Pujando

Observamos nuestra sociedad a partir de estadísticas y encuestas. Representamos las preferencias de la gente en una ilustrativa gráfica y examinamos minuciosamente los resultados. Nuestra comprensión política, la del conversador en mesas de café y la del erudito en conferencia, se reduce a estos términos, los vemos y ya creemos entender algo de cómo vivimos. Sin embargo casi nunca nos detenemos para notar si es cierto o si nuestra maquinaria matemática termina por socavarnos.

Quizá estemos acostumbrados a esta comprensión, es decir, el modo de nuestra vida está ceñido por los números. Desde pequeñitos, cuando somos unos inocentes niños, hasta jovencitos, la escuela y nuestros padres —con su consentimiento y respaldo— nos forman para entender el mundo, a partir de ello vemos nuestro alrededor. En física aprendemos que el movimiento es desplazamiento y con esfuerzo podemos medirlo. O también rezamos el principio de impenetrabilidad y decimos que un cuerpo no puede ocupar simultáneamente el mismo lugar que otro. En biología aprendemos que el crecimiento es evidente en el desarrollo de nuestro cuerpo y metabolismo. Heredamos de los monos nuestra vida definida por nacimiento, reproducción y muerte (los angustiosos de cigarrillo le deben mucho a Darwin). Vemos que los números y la percepción son recursos para entender nuestra naturaleza. Así lo observamos y aceptamos como verdadero.

Formados de tal modo juzgamos nuestra situación política. Abrimos los ojos y asumimos este conjunto de individuos como una sociedad establecida. Pese a ello, aparecen disputas y roces entre los grupos integrantes del conjunto, cada uno intentando defender sus derechos o respeto a sus intereses. Los periódicos y espacios públicos se llenan de sus polémicas, pero lo creemos normal. Aplaudimos la libertad y la diversidad, los enaltecemos como triunfos de nuestro siglo. No importa lo ridículo o ínfimo de las agresiones entre los grupos, quien cuestiona aquellos principios termina por ser denominado fascista o saboteador del derecho de libre expresión. Hacia el final todos los grupos acaban como facciones, pero para los analistas políticos es el curso tradicional de la política.

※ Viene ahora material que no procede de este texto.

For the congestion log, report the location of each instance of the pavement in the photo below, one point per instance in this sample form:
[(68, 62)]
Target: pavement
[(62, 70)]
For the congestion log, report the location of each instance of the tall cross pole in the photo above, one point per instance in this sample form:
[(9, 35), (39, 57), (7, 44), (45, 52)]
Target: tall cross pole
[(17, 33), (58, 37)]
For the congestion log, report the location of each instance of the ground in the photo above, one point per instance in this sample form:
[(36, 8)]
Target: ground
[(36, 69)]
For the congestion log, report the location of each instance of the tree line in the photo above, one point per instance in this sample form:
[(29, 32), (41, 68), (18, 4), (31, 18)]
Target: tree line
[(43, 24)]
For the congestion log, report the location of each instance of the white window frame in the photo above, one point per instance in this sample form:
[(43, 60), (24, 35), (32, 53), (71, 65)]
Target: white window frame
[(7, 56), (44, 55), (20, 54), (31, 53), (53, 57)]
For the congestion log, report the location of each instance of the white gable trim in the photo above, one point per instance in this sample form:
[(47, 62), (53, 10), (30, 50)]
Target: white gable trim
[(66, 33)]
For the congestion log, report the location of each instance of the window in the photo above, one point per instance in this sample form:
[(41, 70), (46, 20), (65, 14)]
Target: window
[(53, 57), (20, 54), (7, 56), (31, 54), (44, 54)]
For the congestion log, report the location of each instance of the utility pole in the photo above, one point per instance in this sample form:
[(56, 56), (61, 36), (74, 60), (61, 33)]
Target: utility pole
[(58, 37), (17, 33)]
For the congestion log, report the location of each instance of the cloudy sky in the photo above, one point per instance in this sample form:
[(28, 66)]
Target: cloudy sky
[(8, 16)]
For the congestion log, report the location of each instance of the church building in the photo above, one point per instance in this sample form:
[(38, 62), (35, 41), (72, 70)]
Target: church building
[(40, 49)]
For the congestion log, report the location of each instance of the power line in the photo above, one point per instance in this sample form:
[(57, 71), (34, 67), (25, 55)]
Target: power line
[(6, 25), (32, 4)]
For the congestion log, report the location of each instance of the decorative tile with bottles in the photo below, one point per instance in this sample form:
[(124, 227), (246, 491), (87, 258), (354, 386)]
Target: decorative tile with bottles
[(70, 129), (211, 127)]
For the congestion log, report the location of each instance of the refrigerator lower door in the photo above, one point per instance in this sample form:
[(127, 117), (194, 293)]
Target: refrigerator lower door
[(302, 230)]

A partir de aquel escenario, la paz llega con la aprobación del sector predominante. El triunfo de la democracia se encuentra en que el gobernante fue elegido casi por toda la sociedad, no puede haber dos ganadores en una misma contienda. El acierto político está en que la elección fue libre y consensuada: resultó buena elección porque fue decidida por la mayoría. Aunado a ello también tenemos el acierto del diálogo. Si no puede resolverse por una disputa, aplaudimos la civilidad en el arreglo de las partes ofendidas de la sociedad. De este modo los tiempos felices ocurren por medio del acuerdo.

Inmiscuidos en esta lógica perversa, olvidamos la tensión entre los grupos y la pregunta por la verdadera justicia. Y ese olvido lo pagamos caro: la violencia puede respirarse con facilidad aun en el supuesto regocijo de la paz. La defensa por nuestros intereses y nuestra estimación por la aprobación de la mayoría nos obnubila para descubrir lo mejor para nosotros. Nuestra multitud, orgullo de nuestra riqueza, termina por destruirnos.

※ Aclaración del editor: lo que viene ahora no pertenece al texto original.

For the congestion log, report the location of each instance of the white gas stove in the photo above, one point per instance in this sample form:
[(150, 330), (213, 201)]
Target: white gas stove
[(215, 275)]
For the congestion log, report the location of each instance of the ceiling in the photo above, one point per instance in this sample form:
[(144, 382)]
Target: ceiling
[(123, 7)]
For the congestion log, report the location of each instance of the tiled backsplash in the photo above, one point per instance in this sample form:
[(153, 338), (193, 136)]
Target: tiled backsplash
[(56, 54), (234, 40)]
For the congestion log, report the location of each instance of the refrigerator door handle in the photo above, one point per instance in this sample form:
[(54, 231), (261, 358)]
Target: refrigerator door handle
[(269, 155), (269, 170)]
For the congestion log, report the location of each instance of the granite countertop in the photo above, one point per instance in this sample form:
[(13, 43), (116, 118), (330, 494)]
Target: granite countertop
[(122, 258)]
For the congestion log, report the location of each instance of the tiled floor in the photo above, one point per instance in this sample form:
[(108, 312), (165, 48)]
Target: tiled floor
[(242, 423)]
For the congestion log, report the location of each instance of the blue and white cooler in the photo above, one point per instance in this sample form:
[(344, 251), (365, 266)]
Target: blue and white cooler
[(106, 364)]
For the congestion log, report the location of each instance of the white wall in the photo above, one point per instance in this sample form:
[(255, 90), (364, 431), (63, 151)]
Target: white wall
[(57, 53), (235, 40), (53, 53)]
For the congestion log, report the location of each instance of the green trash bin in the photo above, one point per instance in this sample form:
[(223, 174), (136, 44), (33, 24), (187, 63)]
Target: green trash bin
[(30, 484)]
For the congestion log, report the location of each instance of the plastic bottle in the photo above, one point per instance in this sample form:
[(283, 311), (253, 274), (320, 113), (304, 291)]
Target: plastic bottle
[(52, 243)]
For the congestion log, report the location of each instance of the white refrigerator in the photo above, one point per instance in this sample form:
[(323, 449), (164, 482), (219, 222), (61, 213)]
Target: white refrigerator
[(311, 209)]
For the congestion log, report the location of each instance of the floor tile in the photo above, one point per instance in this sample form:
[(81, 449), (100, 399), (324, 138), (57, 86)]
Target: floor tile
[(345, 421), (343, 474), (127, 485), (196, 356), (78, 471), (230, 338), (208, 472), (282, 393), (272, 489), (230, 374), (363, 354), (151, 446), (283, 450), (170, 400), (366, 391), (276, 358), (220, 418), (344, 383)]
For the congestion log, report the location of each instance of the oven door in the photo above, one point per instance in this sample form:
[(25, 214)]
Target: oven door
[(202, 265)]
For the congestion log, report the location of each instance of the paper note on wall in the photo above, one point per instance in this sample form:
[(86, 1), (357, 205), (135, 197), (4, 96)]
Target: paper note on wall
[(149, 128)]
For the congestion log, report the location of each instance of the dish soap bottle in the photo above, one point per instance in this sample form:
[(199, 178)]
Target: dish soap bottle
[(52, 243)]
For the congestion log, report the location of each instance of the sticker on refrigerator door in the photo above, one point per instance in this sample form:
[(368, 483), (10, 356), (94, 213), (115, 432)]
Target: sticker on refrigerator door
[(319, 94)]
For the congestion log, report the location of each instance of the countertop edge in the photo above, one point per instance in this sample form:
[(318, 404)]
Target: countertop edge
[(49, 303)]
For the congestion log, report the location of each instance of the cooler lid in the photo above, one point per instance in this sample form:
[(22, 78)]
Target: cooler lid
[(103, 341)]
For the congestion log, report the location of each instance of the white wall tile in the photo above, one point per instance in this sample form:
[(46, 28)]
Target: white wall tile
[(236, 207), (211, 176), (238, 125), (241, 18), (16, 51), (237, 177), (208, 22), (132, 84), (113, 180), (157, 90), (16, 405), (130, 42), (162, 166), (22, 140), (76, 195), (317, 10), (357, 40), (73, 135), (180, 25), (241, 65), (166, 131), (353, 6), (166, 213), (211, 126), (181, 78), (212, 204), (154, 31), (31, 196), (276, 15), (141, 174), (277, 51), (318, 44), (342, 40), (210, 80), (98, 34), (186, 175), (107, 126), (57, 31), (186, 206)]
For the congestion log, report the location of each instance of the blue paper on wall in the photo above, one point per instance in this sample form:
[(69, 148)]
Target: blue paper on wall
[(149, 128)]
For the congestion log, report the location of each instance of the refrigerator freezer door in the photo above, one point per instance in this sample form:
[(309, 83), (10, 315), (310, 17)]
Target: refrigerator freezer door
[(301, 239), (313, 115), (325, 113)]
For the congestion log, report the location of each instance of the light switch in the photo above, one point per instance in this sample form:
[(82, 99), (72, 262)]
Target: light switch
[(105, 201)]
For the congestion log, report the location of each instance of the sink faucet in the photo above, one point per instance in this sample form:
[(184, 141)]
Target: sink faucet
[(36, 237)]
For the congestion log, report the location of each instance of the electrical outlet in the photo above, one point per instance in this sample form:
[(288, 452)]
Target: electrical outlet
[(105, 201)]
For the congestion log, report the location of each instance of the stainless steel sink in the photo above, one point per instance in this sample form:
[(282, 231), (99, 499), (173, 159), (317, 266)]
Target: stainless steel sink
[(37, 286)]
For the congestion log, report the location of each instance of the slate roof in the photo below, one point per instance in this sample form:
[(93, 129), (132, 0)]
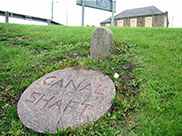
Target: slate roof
[(151, 10)]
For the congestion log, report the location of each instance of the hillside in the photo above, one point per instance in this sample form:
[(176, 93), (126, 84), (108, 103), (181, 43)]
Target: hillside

Bocadillo de la plaza pública. Ya empezó la época electoral y, con ello, la aparición de muchos inconformes. Algunos se quejan de la basura de la propaganda, otros de cómo los políticos se arrastran por el poder. A estos últimos podemos objetarles con lo siguiente: aquí está el caso de un partido preocupado por el bienestar y los sueños de una niña (http://www.animalpolitico.com/2015/04/presentan-a-alondra-en-marcha-de-candidatos-del-pan-en-guanajuato-capital-vazquez-mota-le-promete-libro/). La susodicha ocupó los titulares esta semana por ser protagonista de un error en un operativo con agentes internacionales. Gracias al PAN la muchachita  —en palabras de esta misma— pudo regresar con su familia y obtener su fiesta de XV años. Hasta su pequeña aventura será sustento para un libro (¡puede que en unos años Danna Paola protagonice la película!). ¿Quién dijo que los políticos sólo ven por ellos?